O “Novo Pré-Sal” na Foz do Amazonas: Riqueza estratégica ou ameaça ambiental?

A Petrobras tem manifestado interesse crescente na exploração de petróleo em águas profundas e ultraprofundas na Foz do Amazonas. No entanto, o empreendimento pode afetar irreversivelmente ricos ecossistemas únicos no mundo e várias comunidades locais.

O “Novo Pré-Sal” na Foz do Amazonas: Riqueza estratégica ou ameaça ambiental?
Exploração de petróleo na costa da Guiana Francesa. Reprodução: Cambio16.

Por Redação

A Petrobras, como empresa estatal e maior produtora de petróleo do país, vem demonstrando crescente interesse na Margem Equatorial. Contudo, em maio de 2023, o Ibama negou a licença para a estatal perfurar um poço exploratório no litoral do Amapá, dentro da bacia da Foz do Amazonas. A autarquia apontou preocupações ambientais e a necessidade de um plano de contingência mais robusto, especialmente em relação a potenciais vazamentos de óleo que poderiam afetar territórios vizinhos e áreas sensíveis.

O histórico da região

A  Margem Equatorial – que engloba as bacias sedimentares da Foz do Amazonas, Pará-Maranhão, Barreirinhas, Ceará e Potiguar – vem sendo alvo de estudos geológicos para extração de hidrocarbonetos desde a década de 1970. Até 1980 a exploração foi restrita às águas rasas e dominada pelas gigantes internacionais Shell, Elf-Agip e BP que já perfuraram trinta e três poços de um total de noventa e cinco exploratórios. No entanto, limitações tecnológicas e o foco em outras regiões produtoras, como as bacias de Campos e Santos, retardaram investimentos significativos na área.

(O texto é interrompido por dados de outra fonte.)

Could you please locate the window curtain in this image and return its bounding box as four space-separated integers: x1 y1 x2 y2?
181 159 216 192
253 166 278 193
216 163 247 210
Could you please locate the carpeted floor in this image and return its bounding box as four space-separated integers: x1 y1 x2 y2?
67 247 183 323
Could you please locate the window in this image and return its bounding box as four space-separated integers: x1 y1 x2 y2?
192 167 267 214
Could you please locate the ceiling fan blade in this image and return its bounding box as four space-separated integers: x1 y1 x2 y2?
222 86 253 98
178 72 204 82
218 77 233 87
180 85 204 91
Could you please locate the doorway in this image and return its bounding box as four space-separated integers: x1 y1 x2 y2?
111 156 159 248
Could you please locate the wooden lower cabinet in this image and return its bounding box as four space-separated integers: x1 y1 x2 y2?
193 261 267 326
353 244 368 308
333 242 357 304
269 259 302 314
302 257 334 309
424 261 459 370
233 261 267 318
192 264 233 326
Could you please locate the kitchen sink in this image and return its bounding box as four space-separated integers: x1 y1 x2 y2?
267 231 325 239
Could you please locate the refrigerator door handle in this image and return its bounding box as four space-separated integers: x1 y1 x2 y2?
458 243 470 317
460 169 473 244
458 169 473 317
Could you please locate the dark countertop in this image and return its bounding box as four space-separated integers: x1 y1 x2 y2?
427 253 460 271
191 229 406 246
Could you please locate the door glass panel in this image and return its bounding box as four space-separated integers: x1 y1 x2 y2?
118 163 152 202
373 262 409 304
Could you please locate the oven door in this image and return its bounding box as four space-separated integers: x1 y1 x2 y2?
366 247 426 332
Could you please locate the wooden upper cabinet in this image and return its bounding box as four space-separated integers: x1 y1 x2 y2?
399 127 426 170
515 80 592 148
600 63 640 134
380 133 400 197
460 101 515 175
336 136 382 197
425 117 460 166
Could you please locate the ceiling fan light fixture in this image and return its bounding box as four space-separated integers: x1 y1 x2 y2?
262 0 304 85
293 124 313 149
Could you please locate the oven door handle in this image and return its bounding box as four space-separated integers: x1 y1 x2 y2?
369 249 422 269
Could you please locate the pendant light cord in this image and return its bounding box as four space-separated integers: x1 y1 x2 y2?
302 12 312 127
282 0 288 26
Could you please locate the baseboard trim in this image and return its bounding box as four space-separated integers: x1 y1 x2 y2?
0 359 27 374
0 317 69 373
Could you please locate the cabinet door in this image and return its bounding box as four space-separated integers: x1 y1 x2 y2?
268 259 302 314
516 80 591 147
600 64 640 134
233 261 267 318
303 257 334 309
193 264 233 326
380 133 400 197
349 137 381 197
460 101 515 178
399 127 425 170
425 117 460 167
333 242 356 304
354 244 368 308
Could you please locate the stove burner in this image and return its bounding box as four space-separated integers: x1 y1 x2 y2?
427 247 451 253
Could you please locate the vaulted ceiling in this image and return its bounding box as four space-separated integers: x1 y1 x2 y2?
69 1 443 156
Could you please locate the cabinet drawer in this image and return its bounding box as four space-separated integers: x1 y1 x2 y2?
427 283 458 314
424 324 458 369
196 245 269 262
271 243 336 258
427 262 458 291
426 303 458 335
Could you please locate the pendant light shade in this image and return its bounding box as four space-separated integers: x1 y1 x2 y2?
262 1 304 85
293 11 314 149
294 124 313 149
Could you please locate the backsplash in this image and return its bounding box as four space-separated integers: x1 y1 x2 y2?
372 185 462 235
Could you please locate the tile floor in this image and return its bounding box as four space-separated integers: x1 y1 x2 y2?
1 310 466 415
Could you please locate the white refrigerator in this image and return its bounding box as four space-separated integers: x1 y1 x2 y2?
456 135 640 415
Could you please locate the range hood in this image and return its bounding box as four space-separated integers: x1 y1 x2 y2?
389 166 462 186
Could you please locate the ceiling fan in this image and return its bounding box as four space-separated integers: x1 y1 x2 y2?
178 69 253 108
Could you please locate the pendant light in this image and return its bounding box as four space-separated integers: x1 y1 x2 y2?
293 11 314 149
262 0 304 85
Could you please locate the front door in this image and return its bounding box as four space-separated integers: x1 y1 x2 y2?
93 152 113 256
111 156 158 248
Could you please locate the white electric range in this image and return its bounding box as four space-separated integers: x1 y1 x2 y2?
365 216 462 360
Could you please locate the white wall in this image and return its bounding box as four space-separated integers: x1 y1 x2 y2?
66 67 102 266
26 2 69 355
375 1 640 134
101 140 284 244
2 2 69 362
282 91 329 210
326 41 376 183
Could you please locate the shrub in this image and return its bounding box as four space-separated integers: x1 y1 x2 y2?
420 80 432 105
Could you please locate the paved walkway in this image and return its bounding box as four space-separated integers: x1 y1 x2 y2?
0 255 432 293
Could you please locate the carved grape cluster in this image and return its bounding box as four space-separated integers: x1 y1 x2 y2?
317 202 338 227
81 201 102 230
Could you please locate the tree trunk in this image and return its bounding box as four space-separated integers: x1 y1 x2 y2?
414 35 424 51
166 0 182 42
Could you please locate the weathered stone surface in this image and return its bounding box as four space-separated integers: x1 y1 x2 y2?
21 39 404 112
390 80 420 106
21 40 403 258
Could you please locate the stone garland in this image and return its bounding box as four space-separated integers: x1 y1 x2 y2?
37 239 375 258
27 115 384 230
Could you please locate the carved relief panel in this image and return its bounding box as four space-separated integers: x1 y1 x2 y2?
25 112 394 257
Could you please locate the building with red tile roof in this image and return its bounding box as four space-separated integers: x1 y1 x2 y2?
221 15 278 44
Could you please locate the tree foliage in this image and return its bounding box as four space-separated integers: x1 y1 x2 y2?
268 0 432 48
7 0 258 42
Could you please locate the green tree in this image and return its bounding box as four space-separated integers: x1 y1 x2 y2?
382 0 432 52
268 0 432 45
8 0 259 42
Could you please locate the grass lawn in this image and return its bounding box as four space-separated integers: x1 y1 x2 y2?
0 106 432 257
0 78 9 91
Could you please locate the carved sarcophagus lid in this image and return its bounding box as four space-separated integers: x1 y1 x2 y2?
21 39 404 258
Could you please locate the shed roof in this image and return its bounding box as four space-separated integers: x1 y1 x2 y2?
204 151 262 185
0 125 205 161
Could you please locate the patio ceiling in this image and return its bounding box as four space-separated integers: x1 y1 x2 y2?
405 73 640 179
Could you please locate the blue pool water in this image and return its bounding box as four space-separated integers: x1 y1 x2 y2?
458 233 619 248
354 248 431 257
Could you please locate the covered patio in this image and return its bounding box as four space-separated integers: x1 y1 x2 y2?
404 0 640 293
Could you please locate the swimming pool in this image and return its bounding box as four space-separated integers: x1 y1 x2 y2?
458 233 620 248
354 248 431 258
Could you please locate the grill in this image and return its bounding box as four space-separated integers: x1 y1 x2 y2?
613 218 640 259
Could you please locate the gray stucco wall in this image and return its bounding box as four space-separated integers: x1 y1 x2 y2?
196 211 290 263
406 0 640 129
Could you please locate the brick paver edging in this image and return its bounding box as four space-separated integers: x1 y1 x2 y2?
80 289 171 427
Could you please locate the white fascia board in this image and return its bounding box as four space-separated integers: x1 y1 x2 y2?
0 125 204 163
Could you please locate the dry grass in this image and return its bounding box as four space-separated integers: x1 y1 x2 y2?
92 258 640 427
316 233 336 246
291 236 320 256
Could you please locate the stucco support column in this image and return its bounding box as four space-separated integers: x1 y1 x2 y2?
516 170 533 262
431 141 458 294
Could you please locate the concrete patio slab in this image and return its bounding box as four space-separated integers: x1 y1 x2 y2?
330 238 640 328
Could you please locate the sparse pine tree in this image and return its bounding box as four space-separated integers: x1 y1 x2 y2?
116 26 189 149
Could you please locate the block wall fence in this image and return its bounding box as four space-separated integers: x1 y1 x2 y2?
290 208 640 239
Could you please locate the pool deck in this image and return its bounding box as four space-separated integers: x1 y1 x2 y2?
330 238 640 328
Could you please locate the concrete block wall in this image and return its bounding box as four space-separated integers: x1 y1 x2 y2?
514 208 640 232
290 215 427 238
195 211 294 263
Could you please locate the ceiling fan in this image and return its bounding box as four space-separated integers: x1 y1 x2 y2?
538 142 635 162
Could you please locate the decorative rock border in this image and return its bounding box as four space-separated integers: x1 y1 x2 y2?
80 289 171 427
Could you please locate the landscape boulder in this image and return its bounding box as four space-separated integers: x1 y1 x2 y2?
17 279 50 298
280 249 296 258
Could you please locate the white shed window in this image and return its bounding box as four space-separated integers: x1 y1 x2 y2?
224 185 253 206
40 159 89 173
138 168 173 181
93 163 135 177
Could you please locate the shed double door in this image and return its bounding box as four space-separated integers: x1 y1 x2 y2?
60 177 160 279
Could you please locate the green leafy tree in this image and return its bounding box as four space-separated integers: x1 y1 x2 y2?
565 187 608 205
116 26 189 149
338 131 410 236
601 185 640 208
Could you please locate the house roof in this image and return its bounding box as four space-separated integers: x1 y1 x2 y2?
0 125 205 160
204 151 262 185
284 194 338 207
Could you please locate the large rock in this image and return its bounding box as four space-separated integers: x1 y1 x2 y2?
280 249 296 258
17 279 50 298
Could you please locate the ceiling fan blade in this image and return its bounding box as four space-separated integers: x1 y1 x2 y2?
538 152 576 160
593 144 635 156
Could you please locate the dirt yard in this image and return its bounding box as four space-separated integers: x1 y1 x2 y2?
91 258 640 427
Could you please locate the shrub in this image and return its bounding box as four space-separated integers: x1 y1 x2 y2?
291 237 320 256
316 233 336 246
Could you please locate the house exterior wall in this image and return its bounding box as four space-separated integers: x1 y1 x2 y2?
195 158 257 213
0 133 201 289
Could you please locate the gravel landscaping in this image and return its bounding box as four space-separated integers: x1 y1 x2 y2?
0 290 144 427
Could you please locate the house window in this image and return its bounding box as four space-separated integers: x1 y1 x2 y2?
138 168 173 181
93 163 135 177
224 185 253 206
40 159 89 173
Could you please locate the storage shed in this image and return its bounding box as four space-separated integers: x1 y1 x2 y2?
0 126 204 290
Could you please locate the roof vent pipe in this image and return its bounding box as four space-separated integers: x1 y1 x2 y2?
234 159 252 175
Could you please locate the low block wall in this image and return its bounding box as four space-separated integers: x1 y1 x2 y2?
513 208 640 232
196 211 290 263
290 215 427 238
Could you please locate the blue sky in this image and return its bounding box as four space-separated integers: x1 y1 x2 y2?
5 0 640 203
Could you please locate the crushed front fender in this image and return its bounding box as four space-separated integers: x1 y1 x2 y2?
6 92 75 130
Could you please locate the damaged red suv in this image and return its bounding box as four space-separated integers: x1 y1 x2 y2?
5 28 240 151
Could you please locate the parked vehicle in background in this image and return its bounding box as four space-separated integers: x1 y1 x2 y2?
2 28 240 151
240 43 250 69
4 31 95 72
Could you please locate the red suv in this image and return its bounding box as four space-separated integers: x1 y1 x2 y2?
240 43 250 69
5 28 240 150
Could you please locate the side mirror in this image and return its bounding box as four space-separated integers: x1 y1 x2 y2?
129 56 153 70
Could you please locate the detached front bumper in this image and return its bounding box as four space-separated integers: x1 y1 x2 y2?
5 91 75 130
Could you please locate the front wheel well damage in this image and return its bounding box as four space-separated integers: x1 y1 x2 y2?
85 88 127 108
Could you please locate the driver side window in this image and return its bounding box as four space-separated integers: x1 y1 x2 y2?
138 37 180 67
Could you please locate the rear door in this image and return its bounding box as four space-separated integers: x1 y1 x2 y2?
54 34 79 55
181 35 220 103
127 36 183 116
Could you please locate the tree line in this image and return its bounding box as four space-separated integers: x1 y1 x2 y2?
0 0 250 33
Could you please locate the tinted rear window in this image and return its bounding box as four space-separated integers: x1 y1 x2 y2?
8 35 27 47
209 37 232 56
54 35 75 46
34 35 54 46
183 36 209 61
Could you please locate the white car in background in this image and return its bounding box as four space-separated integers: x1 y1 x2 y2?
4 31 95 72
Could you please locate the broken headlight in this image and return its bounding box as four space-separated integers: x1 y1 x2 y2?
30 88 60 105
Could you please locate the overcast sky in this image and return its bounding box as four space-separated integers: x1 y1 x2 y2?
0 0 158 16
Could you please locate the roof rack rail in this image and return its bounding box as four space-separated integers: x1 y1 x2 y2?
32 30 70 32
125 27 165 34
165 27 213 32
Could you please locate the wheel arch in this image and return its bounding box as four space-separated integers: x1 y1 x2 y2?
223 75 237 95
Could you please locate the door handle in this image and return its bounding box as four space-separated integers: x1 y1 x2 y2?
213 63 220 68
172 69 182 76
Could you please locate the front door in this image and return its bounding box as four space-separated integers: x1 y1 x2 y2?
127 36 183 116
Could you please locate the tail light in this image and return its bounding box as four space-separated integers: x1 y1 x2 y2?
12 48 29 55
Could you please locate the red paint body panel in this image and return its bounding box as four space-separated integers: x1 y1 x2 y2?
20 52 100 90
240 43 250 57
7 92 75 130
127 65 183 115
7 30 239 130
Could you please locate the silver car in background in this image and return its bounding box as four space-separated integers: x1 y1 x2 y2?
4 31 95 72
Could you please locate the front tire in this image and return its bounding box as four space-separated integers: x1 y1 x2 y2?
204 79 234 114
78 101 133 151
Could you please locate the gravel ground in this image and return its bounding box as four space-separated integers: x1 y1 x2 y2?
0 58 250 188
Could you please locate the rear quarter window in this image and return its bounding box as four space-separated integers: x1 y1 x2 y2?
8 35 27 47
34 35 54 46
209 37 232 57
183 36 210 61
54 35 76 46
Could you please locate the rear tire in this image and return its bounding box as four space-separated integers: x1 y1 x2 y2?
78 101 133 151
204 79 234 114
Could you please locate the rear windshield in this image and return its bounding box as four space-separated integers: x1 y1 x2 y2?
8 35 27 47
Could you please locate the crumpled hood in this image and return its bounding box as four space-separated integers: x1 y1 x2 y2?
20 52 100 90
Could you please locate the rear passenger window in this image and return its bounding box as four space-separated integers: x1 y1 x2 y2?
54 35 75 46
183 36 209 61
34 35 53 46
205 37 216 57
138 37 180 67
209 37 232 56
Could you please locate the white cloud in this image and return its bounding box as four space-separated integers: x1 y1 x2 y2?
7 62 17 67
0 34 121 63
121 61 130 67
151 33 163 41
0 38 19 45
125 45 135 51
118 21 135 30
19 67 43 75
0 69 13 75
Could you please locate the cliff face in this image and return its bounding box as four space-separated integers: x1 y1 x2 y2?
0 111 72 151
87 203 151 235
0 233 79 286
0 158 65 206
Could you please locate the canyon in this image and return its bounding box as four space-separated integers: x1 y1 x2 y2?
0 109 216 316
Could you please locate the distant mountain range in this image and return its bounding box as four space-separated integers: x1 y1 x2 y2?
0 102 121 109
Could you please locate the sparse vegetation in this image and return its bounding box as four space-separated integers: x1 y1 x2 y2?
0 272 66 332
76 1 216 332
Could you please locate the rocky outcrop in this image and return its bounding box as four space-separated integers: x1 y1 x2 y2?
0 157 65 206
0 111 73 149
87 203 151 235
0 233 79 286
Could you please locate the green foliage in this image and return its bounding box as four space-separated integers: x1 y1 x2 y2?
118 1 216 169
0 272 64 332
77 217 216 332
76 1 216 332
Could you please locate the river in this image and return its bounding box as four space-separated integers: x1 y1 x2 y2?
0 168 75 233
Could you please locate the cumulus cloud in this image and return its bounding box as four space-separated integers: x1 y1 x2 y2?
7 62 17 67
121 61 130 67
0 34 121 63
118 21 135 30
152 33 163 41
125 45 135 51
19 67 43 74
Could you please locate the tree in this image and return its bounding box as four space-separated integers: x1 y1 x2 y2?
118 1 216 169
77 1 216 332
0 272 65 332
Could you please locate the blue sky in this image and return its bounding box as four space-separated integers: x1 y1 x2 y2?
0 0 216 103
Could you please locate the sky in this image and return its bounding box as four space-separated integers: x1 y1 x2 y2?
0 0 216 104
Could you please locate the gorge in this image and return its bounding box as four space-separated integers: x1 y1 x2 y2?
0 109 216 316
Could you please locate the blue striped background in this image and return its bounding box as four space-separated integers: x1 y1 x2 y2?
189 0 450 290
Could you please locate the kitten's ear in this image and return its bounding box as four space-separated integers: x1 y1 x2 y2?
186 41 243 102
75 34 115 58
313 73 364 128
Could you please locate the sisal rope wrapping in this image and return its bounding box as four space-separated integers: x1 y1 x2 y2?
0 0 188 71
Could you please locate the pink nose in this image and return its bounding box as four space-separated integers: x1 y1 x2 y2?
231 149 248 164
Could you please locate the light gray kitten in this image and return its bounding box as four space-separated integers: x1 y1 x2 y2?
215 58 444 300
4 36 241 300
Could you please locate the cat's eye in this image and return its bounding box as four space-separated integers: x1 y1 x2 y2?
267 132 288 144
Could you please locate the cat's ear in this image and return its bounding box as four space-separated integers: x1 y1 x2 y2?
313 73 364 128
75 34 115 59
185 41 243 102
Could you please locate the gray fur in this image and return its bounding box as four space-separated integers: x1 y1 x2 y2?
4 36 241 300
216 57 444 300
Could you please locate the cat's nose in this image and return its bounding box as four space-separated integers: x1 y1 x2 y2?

Em 2011, uma primeira tentativa de perfuração na área foi frustrada por fortes correntes marítimas que desviaram o navio-sonda da Petrobras. Mesmo assim, avanços em tecnologias de exploração em águas profundas e ultraprofundas, aliados a preços favoráveis do petróleo, renovaram o interesse pela Margem Equatorial.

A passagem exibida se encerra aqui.